WishFi weighed its final options with a fortuneteller, by Samson Chen

Samson Chen and Yvan having dinner in Taipei, Taiwan

In this post, we uncover the last act at Wishfi, i.e. how a fortuneteller helped them make their final decisions, and we will reveal some of his main lessons learned. In part 1, we discussed his entrepreneurial journey, i.e. how Samson became an entrepreneur and what made it work.

1)   How did your story at Wishfi finish?

In Taiwan, startups often obtain large investments instead of being acquired. In our case, we obtained an investment from a holding company in order to have a close partnership with a multi-national company.

The story behind this investment is unique. At one point, I had to choose between 2 big investors, one in Europe and one in Asia. We didn’t know which one to choose or how to negotiate. We were stuck.

My partner who came from Yahoo knew one fortuneteller who seemed able to make good predictions. With the knowledge of your lunar birthday and time and by touching our business cards, she could calculate our fate. Once she was able to “read” that my time as a CTO was divided among too many tasks and that technical work only account for 30% of my time, which made me focus on my core duty for the best of Wishfi.

We then decided to attempt to solve our investor problem by visiting the fortuneteller: All of us including the board of directors! Being from Europe, Harri Okkonen didn’t know which time zone to use so he decided to withdraw because the stakes were so high.
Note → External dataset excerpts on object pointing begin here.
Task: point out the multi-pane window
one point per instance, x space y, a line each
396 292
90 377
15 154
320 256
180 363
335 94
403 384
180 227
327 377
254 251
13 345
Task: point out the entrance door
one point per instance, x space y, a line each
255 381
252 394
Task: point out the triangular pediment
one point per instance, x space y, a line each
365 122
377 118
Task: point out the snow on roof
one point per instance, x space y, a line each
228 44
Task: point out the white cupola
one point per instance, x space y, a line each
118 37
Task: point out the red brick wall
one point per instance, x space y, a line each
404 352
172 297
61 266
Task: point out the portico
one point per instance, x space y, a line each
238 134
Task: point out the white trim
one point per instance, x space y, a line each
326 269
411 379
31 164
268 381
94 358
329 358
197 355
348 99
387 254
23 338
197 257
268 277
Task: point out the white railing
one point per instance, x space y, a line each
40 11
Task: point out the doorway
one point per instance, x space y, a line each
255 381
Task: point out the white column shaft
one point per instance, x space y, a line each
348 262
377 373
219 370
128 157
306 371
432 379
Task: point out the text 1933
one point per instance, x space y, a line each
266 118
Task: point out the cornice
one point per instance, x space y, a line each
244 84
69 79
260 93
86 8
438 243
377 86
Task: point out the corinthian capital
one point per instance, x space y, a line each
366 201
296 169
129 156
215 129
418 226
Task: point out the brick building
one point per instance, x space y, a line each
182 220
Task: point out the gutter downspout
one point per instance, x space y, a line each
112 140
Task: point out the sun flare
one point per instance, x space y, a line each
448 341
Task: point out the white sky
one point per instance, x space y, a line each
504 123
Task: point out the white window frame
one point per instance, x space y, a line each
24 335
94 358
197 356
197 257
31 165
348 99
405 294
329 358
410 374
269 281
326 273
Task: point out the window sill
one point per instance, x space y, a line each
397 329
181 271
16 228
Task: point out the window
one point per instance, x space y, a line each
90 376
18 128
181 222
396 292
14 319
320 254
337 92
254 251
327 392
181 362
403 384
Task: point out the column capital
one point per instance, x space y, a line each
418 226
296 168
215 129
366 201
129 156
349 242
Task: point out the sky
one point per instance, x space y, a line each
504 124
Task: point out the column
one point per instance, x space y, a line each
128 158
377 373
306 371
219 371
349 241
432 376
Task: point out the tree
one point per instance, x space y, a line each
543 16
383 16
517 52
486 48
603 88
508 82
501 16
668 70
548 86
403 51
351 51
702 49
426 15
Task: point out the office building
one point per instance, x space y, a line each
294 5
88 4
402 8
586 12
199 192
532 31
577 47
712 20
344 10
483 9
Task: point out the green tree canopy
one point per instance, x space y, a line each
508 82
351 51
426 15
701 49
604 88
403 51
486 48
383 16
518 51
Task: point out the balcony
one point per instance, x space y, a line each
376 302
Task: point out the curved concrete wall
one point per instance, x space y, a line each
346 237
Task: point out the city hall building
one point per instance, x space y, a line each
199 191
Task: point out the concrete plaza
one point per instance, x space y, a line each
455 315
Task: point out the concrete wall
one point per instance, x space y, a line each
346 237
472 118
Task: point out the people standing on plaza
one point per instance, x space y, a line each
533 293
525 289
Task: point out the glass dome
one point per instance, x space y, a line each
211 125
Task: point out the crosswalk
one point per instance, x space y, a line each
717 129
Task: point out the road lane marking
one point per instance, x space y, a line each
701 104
We asked her which investor would be best. She pretty much told us 2 simple things: First, the Taiwanese investors would be hard to work with, and second, we had until June to make a decision. After some analysis, we finally chose the Taiwanese company because the European investor only wanted to invest for our European subsidiary, while the Taiwanese company wanted to have a large majority stake, simplifying our fundraising plan. We finalized a deal by June and the teller turned out to be right (ask me if you want more details)!

The rest is history. Partnering with the Taiwanese company (can’t mention the name) was an experience I’ll never forget.  Our vision of deploying our free WiFi worldwide finally had a chance to becoming a reality!

2)   Now tell us about your main lessons learned for our audience

  • If you’re in a small country, think globally from day one. This mindset will influence who you hire, what product you build and which investors you choose. This will also increase the availability of talent in all areas for your company. For example, in Taiwan, our talent pool is generally strong in engineering but weaker in sales and marketing.
  • Living abroad, i.e. in the US, has helped me creating the connections and experience I needed to tackle large markets outside of Taiwan. I have a friend who went to school in China to learn how business is run and make connections there. It made a big difference for him as well.
  • The best investors for your company might not be the ones in your local country. Stay open.
  • Patents might not be useful in the market you’re targeting (think of China). In our case, it brought value to the eyes of the investors and acquirers.
  • Working with people you trust is key. Transparency is also important.

At the end, starting up a company is much easier than you think, just start doing it and focus, in the first year, on understanding your market and developing your product!